The Supreme Court has made the decision (still subject to reconsideration) that indeed there was copying and that there was no perfect and meticulous attribution to the author of copied materials. But the Court concluded that there was no reprehensible act. Why? “On occasions judges and justices have mistakenly cited the wrong sources, failed to use quotation marks, inadvertently omitted necessary information from footnotes or endnotes. But these do not, in every case, amount to misconduct. Only errors that are tainted with fraud, corruption, or malice are subject of disciplinary action.”
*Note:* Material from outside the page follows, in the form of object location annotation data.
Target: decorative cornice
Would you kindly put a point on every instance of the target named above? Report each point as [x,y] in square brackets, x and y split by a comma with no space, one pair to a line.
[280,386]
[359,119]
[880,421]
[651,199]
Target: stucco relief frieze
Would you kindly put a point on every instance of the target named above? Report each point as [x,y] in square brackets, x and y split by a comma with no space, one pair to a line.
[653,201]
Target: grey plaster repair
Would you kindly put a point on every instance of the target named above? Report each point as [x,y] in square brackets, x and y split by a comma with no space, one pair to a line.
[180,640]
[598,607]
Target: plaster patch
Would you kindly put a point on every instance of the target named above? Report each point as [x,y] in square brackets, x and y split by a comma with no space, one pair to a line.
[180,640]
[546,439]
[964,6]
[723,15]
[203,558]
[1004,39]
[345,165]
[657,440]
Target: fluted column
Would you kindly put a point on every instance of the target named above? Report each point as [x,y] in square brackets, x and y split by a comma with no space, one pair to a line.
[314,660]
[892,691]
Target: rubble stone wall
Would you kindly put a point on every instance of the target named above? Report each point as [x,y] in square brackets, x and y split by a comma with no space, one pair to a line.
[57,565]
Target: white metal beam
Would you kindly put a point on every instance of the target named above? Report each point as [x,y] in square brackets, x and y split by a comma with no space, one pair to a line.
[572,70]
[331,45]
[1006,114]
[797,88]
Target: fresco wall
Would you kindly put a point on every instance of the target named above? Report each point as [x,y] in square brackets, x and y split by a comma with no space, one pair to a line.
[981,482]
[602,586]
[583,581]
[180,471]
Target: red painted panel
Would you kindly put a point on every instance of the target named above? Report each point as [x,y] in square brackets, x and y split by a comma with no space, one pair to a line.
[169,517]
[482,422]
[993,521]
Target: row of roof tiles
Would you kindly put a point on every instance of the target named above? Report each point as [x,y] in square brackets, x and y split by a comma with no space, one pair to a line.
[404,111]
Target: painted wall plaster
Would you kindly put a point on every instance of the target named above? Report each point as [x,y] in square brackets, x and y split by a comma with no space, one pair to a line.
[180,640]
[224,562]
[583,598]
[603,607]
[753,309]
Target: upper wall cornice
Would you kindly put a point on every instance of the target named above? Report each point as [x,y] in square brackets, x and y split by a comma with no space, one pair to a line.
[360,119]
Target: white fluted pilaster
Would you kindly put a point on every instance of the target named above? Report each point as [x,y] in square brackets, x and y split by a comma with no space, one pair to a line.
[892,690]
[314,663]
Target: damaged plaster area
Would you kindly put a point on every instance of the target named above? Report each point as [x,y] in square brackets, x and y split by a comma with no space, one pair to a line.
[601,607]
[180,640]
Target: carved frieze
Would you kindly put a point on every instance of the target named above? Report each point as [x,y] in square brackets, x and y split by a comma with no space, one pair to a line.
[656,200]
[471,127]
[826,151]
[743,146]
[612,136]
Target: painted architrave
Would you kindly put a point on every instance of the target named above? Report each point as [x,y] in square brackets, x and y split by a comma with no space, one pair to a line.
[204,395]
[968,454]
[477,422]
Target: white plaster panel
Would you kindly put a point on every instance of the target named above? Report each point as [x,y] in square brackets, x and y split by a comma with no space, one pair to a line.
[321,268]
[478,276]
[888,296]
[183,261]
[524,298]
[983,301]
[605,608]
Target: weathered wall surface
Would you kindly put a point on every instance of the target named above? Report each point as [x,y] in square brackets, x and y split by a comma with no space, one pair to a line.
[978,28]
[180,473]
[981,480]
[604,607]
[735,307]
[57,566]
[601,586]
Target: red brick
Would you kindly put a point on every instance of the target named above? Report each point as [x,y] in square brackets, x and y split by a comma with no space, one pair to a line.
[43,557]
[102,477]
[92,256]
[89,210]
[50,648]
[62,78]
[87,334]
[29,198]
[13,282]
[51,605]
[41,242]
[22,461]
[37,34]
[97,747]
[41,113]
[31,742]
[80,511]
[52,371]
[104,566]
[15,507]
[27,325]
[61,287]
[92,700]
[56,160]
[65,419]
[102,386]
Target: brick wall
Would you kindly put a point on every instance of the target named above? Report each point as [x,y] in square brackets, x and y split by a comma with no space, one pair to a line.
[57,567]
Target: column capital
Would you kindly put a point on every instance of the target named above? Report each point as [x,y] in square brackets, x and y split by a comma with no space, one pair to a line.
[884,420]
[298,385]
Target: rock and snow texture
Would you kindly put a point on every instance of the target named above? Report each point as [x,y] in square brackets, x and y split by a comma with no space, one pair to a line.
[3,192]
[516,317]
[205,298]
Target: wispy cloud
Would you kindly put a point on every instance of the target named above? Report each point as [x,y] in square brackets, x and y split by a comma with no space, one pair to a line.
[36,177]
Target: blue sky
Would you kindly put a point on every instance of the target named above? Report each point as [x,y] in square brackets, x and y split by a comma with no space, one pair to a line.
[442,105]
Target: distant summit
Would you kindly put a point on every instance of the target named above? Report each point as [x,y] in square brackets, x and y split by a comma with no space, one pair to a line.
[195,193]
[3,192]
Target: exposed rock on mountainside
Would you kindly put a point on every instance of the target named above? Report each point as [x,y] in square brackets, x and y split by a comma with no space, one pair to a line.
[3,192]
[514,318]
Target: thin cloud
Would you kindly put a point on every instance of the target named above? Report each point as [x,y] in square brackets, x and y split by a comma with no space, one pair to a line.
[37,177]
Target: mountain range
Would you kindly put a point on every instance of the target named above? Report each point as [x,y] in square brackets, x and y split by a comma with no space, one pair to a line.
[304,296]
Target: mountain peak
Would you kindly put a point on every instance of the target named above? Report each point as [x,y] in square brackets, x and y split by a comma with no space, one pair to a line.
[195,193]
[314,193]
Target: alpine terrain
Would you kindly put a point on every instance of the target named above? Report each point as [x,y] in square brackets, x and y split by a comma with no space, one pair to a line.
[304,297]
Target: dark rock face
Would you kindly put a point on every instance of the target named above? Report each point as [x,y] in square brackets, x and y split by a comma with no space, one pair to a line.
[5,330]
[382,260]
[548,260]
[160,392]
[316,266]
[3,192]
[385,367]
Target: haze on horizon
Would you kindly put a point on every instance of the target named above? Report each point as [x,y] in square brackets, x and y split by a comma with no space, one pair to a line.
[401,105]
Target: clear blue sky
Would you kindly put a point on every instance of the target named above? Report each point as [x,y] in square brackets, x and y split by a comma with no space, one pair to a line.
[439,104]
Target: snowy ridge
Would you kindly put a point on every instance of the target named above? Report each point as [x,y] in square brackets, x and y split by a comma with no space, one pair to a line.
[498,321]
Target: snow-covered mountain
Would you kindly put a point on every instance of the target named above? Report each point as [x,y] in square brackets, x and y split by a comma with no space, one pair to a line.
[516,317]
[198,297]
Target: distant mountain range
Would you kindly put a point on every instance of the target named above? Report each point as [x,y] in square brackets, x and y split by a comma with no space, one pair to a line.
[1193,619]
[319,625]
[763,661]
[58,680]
Was the Court saying something new when it said, in the context of the plagiarism case, that only errors that are tainted with fraud, corruption, or malice are subject of disciplinary action? In support of this statement the Court cited two earlier decisions involving lower court judges. Neither of them, however, was about plagiarism.
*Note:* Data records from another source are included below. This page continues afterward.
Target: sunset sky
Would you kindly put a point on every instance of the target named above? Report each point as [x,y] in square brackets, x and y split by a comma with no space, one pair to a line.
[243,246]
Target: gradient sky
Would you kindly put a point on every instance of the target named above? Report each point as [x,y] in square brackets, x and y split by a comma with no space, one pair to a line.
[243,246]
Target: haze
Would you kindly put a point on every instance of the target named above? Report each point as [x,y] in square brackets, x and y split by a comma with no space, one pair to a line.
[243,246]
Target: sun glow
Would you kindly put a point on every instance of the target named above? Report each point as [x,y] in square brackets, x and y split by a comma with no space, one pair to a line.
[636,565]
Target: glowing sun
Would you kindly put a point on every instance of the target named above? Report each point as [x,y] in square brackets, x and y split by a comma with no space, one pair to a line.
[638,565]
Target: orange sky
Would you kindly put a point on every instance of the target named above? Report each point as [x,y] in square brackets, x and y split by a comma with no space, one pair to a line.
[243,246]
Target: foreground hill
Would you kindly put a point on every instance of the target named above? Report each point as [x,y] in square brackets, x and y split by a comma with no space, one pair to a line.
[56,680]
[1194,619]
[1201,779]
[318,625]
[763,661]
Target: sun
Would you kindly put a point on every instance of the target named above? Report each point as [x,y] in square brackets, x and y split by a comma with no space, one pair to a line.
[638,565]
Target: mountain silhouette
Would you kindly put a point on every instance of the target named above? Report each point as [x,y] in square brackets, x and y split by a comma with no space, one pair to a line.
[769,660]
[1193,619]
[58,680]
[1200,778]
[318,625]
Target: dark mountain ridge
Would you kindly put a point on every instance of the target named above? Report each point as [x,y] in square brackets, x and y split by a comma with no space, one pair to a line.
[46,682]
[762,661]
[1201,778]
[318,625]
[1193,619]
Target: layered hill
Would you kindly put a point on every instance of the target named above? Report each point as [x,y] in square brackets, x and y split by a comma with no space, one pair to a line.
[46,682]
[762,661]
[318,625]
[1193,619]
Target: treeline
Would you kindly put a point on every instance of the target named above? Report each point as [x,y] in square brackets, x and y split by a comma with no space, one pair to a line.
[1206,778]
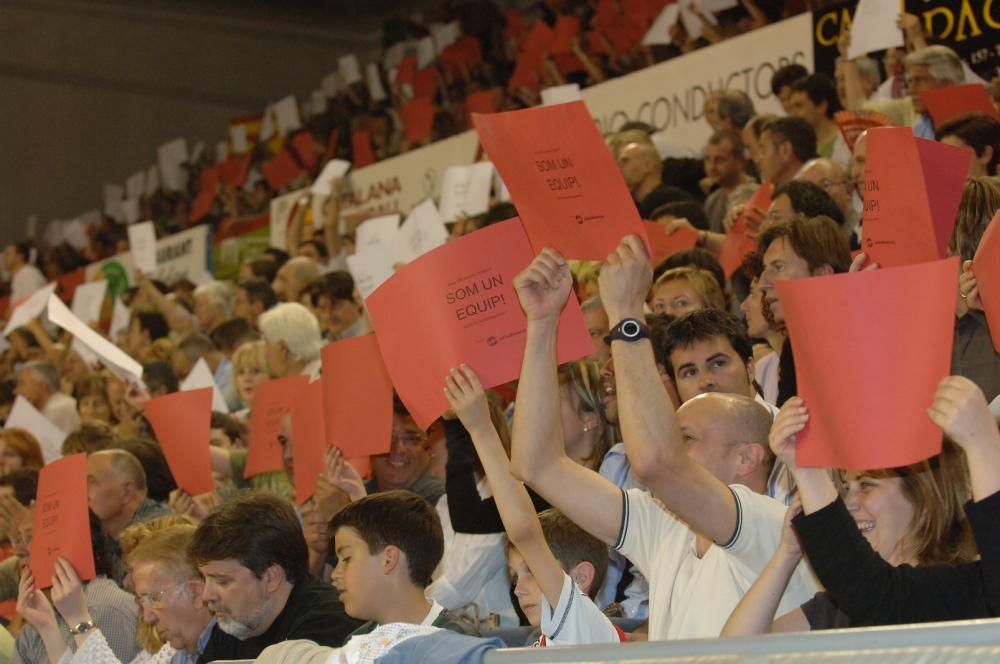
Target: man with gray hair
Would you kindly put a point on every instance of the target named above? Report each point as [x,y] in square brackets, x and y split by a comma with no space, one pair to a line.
[38,382]
[293,340]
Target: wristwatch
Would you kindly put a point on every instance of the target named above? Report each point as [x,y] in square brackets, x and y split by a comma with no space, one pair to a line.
[82,628]
[629,329]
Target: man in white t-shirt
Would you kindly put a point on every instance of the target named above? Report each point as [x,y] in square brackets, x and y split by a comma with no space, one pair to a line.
[706,531]
[25,278]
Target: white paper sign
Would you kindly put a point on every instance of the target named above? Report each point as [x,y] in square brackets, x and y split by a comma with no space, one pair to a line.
[135,185]
[374,80]
[142,244]
[23,415]
[561,94]
[335,168]
[350,71]
[201,377]
[376,233]
[874,27]
[286,114]
[88,298]
[28,310]
[370,269]
[465,191]
[111,356]
[422,231]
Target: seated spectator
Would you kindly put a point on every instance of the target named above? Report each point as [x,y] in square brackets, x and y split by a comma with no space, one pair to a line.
[257,582]
[117,491]
[38,382]
[292,337]
[253,297]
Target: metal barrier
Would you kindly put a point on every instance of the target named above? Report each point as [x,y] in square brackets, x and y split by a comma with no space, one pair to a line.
[966,642]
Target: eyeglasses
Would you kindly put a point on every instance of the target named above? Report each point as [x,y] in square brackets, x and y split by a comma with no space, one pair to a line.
[409,438]
[158,599]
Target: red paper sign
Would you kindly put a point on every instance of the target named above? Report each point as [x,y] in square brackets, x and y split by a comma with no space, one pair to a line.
[912,191]
[361,144]
[418,119]
[308,440]
[667,244]
[564,181]
[281,170]
[854,123]
[868,359]
[948,102]
[468,313]
[62,522]
[986,266]
[271,403]
[182,422]
[737,245]
[357,397]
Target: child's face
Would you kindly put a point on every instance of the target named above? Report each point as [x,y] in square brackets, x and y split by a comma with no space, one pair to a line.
[526,589]
[356,575]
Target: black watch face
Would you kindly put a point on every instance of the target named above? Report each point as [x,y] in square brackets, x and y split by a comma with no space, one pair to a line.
[630,329]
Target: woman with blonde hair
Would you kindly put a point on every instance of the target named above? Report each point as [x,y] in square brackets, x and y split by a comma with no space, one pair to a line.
[685,289]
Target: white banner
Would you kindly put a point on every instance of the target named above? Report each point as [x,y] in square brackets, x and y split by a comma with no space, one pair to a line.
[671,95]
However, should intention be central to plagiarism? In a collection of essays entitled Copyright and Piracy: an Interdisciplinary Critique, (Cambridge University Press), an article entitled “Inspiration or infringement: the plagiarist in court,” the author makes this comparison between infringement of copyright and plagiarism: “. . . the question of intention is irrelevant to a charge of copyright infringement, but its role in relation to plagiarism is less clear. Copyright infringement, in its civil form, is a strict liability offense. . . . . In the case of plagiarism, by contrast, Randall asserts, ‘Identifying plagiarism entails ascribing to an agent a series of guilty or fraudulent intentions, the necessity to show intent, in order to establish guilt, or at least degrees of it, is by far the most important of all criteria for establishing plagiarism.’ Intention is relevant not just in the sense that the copying is deliberate, but also in terms of a further intention, sometimes referred to in criminal law as an ulterior intent, to claim the credit by passing the work as one’s own.”
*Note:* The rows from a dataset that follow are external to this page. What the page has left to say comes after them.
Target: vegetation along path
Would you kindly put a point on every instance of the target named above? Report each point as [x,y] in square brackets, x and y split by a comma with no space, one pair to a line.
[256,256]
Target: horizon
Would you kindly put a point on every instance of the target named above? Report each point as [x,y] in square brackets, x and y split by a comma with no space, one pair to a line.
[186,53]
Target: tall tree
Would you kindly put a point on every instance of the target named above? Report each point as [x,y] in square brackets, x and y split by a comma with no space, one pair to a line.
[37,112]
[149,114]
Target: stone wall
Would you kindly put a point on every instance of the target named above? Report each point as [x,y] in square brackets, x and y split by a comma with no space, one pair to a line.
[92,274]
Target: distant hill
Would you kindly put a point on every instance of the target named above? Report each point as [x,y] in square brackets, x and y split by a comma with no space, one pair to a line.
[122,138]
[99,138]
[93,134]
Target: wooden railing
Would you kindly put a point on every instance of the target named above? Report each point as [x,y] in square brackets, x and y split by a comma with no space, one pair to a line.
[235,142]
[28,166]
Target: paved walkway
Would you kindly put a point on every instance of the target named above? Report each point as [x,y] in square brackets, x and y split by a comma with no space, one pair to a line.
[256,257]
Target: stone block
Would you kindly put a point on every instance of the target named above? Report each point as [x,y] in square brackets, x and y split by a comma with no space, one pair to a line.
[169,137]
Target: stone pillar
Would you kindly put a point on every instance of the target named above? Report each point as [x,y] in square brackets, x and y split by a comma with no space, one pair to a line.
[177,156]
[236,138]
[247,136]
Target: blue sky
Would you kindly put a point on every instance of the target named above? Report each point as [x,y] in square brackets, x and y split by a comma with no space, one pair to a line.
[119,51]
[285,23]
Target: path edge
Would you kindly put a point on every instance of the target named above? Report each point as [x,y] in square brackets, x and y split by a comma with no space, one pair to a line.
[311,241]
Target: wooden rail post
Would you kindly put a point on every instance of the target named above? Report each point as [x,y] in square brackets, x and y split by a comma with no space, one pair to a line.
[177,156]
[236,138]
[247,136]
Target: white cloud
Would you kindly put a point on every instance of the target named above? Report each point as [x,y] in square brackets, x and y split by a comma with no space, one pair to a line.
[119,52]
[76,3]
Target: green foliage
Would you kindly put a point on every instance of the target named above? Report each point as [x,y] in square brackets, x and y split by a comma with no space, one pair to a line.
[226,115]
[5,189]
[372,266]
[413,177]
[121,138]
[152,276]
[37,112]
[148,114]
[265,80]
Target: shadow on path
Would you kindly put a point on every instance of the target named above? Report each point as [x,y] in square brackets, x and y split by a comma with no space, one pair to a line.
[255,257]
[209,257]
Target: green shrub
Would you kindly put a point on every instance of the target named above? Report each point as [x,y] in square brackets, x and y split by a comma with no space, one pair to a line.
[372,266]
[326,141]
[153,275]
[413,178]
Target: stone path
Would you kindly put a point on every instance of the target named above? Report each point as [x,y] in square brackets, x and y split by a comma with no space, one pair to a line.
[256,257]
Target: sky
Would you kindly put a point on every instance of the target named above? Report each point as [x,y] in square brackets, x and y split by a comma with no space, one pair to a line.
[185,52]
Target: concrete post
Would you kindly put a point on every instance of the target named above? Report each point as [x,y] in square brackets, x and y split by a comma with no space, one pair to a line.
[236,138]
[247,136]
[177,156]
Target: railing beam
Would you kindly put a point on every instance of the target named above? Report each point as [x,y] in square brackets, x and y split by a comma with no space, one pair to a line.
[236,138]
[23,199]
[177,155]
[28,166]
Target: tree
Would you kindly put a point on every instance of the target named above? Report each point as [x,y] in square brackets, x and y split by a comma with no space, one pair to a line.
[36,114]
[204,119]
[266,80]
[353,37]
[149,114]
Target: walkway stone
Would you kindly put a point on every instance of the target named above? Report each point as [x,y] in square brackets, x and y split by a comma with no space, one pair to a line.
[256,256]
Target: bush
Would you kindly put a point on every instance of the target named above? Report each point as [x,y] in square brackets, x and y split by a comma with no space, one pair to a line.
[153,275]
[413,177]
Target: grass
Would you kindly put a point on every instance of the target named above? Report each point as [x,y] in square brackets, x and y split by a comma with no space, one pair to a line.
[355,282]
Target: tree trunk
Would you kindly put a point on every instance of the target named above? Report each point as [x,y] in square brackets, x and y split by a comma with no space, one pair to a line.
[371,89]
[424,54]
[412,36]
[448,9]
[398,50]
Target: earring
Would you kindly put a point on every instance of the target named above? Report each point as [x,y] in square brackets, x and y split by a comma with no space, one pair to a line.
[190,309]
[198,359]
But is intent always required? The author goes on to add: “While some institutional statements explicitly includes unintentional copying and non-attribution within their definition of plagiarism, the centrality of the element of deceit or bad faith suggests that, at least outside the academic sphere (where, as Groom observes, the concern is really with cheating rather than plagiarism in its literary or artistic context) intention should be key to a charge of plagiarism.”
Outside the academic sphere! This perhaps should assuage the fear of those in the academic world that the Supreme Court’s definition of plagiarism in the case might be extended to the academe. As one Federal court decision put it: “Please note that, while not all academic infractions involve fraud, all are violations of the University's standards and will normally result in disciplinary penalties.”
I might also add another quotation from the article I cited above. “In her book Pragmatic Plagiarism, Marilyn Randall identifies plagiarism as a pragmatic, rather than a textual category, meaning it is principally determined by a wide-variety of extra-textual criteria that constitute the aesthetic., institutional and cultural contexts of production and reception of the work.”
For this reason, it seems to me that it should be no surprise if scholastic plagiarism should be treated differently from judicial plagiarism.
Where then does this leave us as far as the Supreme Court case is concerned? What will the final outcome be?
First, I do not think that the Court will change its mind about the centrality of intention in judicial plagiarism.
However, I would not be surprised, but would be pleased, should the Supreme Court clearly state that what has been said about judicial plagiarism is not meant to apply to the academic sphere. This hopefully would assuage the concern of people in the academe. They can continue to penalize both intentional and unintentional plagiarism.
Second, I do not see how the Court can avoid saying that there was copying both of “ideas” and of “expression.” The evidence of borrowing is just too obvious.
Third, will the Court maintain its original position that in the case of Justice del Castillo, copying notwithstanding, there was no malicious intent? As the Court already said, “The passing off of the work of another as one’s own is thus an indispensable element of plagiarism.” Was this indispensable element present in what the Justice did?
The pleadings of both parties in this case will be making meticulous inquiry into whether the failure to make attribution or full attribution, (detailed in Justice Sereno’s dissent) or the manner or circumstances of the failure of attribution (described in the Per curiam opinion), amounted or not to intent to pass off what was copied as one’s own. I will await the Court’s final judgment.